We've been major blog slackers here at SteffesWood Apiary. Teaching and flying are occupying us a lot these days. I had a chance to make these delicious cookies last weekend, though. I'm testing out cookie recipes for the annual Friends of the B.F. Jones Library wine and cheese fundraiser on October 27. The fundraiser always includes an elaborate and delicious cookie table and I wanted find some honey-based cookies to add to the offerings. These are a keeper. They're chewy, have a lot of great honey flavor and a nice little crunch from the pecans. I wasn't so sure about the recipe at first because it doesn't include any eggs--but these are delicious and have a wonderful texture. I highly recommend them!
Chewy Pecan Honey Cookies
1 1/2 cup all purpose flour
1/2 teaspoon baking powder
1/8 teaspoon salt
1/2 cup (one stick) butter, softened
1/4 cup sugar
1/2 cup honey
1 teaspoon vanilla extract
1/2 cup pecans, chopped
Preheat oven to 300 degrees. Line baking sheets with parchment paper. In a small mixing bowl, combine the flour, baking powder and salt. Cream together the butter and sugar. Add the honey and cream well. Slowly add the flour mixture and mix until just combined, finishing by hand if needed, trying not to over mix. Stir in the pecans.
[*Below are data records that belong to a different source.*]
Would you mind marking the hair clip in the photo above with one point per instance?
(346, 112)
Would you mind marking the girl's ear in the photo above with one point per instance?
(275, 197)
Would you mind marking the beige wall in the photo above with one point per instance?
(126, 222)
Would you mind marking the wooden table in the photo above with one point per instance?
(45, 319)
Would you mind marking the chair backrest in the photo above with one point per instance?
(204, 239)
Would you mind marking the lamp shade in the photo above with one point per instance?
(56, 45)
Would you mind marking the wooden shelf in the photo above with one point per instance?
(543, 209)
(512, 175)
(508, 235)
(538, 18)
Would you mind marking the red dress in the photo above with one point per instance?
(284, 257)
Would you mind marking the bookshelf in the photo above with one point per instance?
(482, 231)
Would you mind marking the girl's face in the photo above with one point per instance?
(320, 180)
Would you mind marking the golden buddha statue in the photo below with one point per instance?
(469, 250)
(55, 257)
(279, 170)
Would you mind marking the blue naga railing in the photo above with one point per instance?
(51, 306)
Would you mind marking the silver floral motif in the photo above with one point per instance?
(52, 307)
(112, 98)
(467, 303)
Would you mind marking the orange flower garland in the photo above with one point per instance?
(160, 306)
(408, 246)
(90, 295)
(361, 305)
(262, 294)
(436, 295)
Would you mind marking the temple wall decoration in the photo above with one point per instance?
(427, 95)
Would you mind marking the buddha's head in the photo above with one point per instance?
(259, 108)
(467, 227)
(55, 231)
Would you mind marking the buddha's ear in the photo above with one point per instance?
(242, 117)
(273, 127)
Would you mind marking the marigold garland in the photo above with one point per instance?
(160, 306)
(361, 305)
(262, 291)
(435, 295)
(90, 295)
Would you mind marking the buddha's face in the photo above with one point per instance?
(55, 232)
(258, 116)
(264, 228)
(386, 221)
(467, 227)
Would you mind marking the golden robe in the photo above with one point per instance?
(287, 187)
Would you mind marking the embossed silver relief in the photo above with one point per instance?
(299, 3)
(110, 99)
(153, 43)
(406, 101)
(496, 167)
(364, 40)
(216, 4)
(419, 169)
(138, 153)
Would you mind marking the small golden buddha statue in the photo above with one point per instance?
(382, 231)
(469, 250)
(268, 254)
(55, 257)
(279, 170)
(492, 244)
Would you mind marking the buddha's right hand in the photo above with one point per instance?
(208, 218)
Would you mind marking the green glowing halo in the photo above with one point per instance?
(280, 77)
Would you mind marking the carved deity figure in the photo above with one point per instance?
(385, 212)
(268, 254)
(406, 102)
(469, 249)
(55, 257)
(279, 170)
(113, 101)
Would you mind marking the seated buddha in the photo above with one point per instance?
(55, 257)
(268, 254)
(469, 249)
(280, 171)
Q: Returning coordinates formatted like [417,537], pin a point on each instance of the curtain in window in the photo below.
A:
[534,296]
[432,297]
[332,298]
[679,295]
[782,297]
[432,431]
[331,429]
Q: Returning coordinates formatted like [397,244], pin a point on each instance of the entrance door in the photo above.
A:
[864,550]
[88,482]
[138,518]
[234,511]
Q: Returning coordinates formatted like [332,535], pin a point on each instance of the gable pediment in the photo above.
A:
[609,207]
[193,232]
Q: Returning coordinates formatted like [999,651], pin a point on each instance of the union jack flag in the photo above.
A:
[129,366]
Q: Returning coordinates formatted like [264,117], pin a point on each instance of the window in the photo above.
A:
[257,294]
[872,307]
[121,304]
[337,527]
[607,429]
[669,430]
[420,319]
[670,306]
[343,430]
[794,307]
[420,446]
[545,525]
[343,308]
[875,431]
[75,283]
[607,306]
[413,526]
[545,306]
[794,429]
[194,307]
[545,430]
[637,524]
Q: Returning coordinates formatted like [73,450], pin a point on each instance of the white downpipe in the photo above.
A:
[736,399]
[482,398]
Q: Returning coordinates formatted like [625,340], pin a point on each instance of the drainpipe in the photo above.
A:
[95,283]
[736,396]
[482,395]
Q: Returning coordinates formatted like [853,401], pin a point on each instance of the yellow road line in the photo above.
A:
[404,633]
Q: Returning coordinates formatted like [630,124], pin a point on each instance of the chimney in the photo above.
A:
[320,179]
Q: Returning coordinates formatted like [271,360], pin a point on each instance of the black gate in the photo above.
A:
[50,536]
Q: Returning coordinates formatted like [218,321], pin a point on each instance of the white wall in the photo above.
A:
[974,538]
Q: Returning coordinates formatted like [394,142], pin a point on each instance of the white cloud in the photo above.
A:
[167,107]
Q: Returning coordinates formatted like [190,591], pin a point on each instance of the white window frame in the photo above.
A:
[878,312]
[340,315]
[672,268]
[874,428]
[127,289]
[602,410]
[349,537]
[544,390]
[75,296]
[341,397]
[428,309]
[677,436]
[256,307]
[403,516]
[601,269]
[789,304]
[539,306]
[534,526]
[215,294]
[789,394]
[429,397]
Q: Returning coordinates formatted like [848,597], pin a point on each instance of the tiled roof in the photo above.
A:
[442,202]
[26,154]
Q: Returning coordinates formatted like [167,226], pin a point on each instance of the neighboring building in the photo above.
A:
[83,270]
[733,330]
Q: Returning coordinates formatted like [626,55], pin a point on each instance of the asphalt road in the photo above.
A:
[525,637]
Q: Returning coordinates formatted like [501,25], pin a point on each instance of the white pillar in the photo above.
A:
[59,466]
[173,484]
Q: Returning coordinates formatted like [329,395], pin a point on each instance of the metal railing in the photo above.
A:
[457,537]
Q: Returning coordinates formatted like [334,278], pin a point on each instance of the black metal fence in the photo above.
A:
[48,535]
Using about one teaspoon, form the dough into balls and place on the prepared cookie sheets. (You can chill the dough for about 10 minutes if it's very soft--don't chill for much longer, though, since the honey will harden making it hard to form into balls.) Bake for about 10-12 minutes, until edges are golden brown and set. Makes about 3 dozen cookies.